Scientific classification
- Kingdom: Animalia
- Phylum: Chordata
- Class: Actinopterygii
- Order: Gobiiformes
- Family: Butidae
- Genus: Oxyeleotris
- Species: O. lineolata
- Binomial name: Oxyeleotris lineolata (Steindachner, 1867)
- Synonyms: Eleotris lineolata Steindachner, 1867;

= Sleepy cod =

- Authority: (Steindachner, 1867)
- Conservation status: LC
- Synonyms: Eleotris lineolata Steindachner, 1867

Species of fish

The sleepy cod (Oxyeleotris lineolata) is a medium-sized fish in the family Butidae, native to tropical fresh waters of northern Australia and questionably from New Guinea.

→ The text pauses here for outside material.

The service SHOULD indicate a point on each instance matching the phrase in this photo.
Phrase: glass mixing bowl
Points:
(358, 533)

It is a member of the order Perciformes, thus is unrelated to the true cods in the order Gadiformes. Neither are they closely related to the Australian freshwater cods such as the Murray cod of the genus Maccullochella.

They are one of the most favoured freshwater fish in Australia for eating, having white, flaky flesh, low fat content, and a mild flavour.

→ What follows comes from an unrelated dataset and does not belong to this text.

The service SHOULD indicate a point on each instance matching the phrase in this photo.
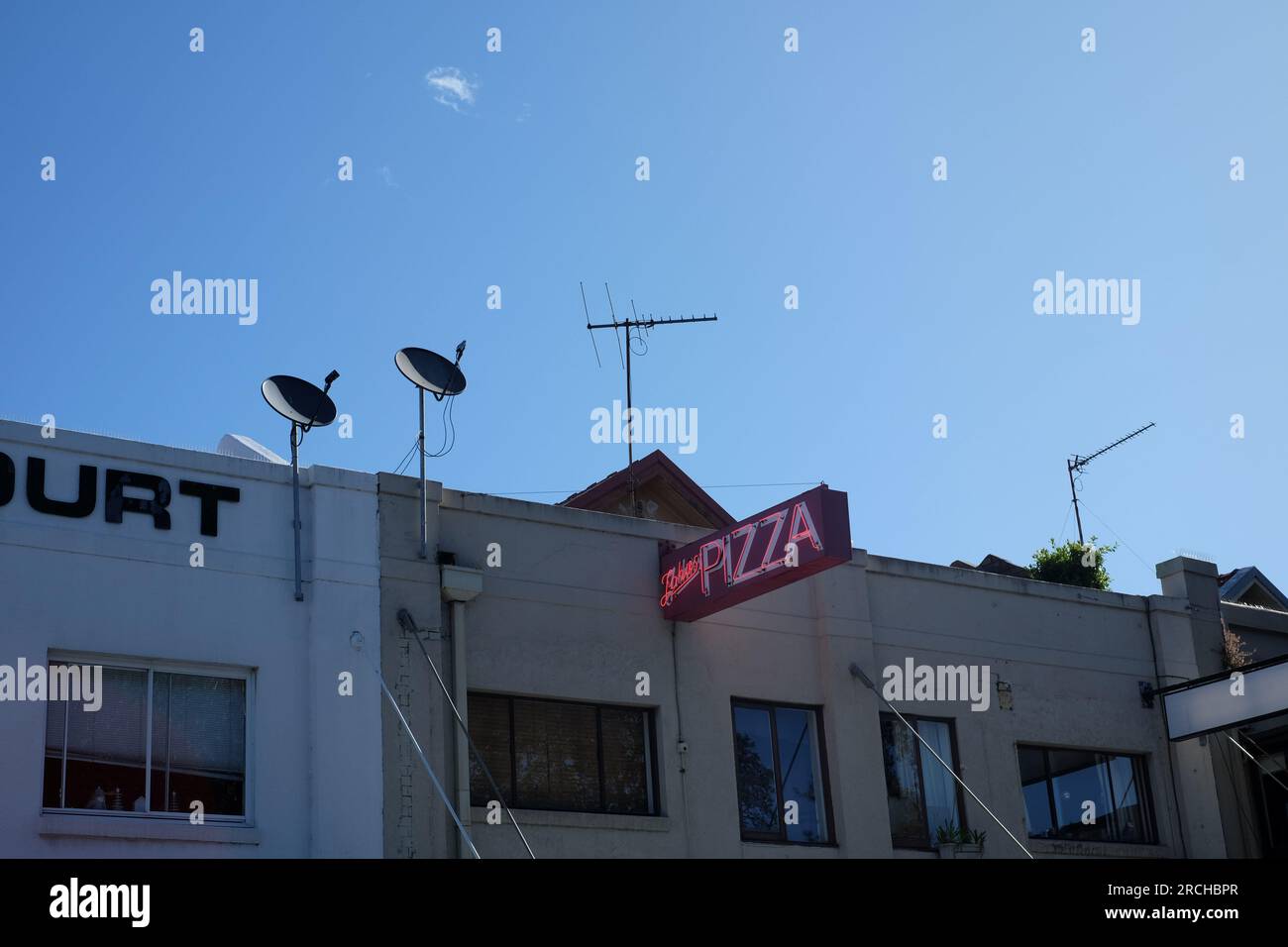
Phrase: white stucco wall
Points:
(574, 613)
(127, 590)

==Morphology and biology==
The sleepy cod can reach a length of 51 cm, though most do not exceed 20 cm. Fish up to 3 kg have been caught by anglers.

They are dark brown along the back and paler on the sides, with fuzzy dark lines running along scale rows. Juveniles have a white or cream patch running along the back and top of the head, with brown sides and a white belly.

Females spawn in the benthic zone from October to February. Males guard nests of up to 70,000 eggs until larvae hatch, usually after 5–7 days.

They are usually found in quiet or slow-flowing water in freshwater rivers, creeks, and billabongs throughout northern Australia.